ATHENS: Greece on Tuesday said it had recovered a Picasso painting personally donated by the Spanish master to the Greek people, almost a decade after it was stolen alongside two other artworks in an audacious heist at the National Gallery.
“Head of a Woman”, gifted by Pablo Picasso to Greece in 1949, was recovered in Keratea, a rural area some 45 kilometres southeast of Athens, officials told a news conference.
Police said a 49-year-old builder had confessed to stealing the artworks in 2012 and had been arrested.
The man said he had initially hidden them in a home but had recently stashed them in thick vegetation at a local gorge. “Today is a special day, (a day of) great joy and emotion,” Culture Minister Lina Mendoni told reporters.
Mendoni said the painting would have been “impossible” to sell as it had a personal inscription by Picasso on the back — “For the Greek people, a tribute by Picasso.”
The artist had given the cubist painting to the Greek state in recognition of the country’s resistance to Nazi Germany during a painful 1941-44 occupation.

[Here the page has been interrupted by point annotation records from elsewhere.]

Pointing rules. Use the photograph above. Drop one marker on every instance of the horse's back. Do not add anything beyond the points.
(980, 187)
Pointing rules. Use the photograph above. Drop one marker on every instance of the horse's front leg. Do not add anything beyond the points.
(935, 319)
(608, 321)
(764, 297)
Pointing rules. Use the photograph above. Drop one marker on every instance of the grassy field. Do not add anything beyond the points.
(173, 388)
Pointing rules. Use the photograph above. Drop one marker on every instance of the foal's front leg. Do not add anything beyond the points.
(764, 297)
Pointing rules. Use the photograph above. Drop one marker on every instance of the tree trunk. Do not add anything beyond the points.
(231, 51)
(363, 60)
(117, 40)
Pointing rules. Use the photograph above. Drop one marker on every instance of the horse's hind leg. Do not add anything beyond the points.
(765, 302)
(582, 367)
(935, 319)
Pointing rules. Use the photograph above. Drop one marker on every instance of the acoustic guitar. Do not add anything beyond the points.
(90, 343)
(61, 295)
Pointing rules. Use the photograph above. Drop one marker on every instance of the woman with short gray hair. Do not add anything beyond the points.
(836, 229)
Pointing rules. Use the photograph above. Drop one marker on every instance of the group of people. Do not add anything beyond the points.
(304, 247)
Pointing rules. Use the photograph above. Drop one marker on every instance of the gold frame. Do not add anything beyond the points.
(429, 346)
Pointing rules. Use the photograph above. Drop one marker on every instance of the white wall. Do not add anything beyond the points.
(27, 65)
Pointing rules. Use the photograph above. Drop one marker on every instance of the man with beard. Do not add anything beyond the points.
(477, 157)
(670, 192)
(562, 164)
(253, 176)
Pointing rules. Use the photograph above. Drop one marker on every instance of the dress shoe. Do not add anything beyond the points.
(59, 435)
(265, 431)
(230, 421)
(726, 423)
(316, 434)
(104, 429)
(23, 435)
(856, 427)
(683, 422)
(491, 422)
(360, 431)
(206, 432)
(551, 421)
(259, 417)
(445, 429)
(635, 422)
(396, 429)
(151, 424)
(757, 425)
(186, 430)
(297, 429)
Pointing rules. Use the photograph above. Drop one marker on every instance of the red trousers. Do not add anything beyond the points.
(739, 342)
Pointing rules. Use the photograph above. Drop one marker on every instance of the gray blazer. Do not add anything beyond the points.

“This painting is of particular importance and sentimental value to the Greek people, as it was personally dedicated by the great painter to the Greek people for their fight against fascist and Nazi forces,” Mendoni said.
Another painting stolen in the same heist in January 2012, ‘Stammer Windmill’ by Dutch painter Piet Mondrian, was also found.
According to police sources cited by news agency ANA, the self-confessed thief had monitored security operations at Athens’ National Gallery, Greece’s largest state art collection, for six months previously. The heist lasted just seven minutes.